3.4. Optimizing converted fuzzy rules using ANFIS

The use of fuzzy rules comprised of fuzzy sets and fuzzy logical operators offers an effective approach to dealing with uncertainty and impression that commonly exist in medical data. Moreover, a fuzzy rule-based system supports approximate reasoning, which is closer to human reasoning and aims to generate an inexact conclusion from inexact premises. However, a direct transformation of dominant sets into fuzzy rules is unlikely to generate accurate diagnoses for dementia, as the rules directly resulting from clusters of unsupervised nature may only identify rough input patterns without explicitly utilizing the labeled outputs. As such, a supervised learning procedure is required to fine-tune the parameters embedded in the preliminary fuzzy system to best approximate the link between input and output patterns in the data.
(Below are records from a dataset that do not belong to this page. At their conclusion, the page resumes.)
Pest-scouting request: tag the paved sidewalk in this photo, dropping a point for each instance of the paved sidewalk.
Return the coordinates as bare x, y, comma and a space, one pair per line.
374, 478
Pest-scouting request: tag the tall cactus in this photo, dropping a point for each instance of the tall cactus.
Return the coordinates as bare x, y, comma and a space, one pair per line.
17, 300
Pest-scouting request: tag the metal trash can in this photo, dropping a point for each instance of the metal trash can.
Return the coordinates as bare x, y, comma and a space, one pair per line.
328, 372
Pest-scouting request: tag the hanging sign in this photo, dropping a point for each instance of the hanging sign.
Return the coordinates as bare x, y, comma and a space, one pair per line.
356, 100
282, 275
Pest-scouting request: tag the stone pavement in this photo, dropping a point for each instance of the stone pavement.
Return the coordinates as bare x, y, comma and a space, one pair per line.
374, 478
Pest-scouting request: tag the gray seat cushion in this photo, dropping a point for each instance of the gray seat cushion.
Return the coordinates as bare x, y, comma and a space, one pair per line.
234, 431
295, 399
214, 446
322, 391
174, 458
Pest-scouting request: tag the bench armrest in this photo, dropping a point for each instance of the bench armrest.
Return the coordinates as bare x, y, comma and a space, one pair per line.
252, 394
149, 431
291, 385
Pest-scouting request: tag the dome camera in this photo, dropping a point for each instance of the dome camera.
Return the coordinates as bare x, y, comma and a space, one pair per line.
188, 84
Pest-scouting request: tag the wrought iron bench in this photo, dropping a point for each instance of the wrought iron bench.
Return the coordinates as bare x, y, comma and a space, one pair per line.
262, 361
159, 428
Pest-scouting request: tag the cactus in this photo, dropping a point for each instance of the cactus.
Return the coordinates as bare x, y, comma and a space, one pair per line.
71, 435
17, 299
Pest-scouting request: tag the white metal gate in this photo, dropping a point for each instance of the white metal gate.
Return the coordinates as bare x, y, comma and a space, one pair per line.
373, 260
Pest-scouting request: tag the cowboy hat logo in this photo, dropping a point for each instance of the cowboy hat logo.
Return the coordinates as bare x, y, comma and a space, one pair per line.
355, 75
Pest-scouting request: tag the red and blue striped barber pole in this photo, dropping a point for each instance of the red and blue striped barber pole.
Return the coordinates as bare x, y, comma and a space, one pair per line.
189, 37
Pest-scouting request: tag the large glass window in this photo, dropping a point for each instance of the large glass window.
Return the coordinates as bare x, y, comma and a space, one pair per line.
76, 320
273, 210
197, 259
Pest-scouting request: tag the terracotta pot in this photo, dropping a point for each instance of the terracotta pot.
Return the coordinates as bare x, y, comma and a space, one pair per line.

Particularly, the adaptive network-based fuzzy inference system (ANFIS) (Jang, 1993) is utilized for subsequent optimization, which is a popular Takagi-Sugeno-Kang (TSK) fuzzy inference system that combines the parallel computation and learning abilities of neural networks supported with the knowledge representation and reasoning abilities of fuzzy systems. The ANFIS structure can now be initialized with previously generated fuzzy rules to be optimized further by adapting associated fuzzy rule parameters for improved performance.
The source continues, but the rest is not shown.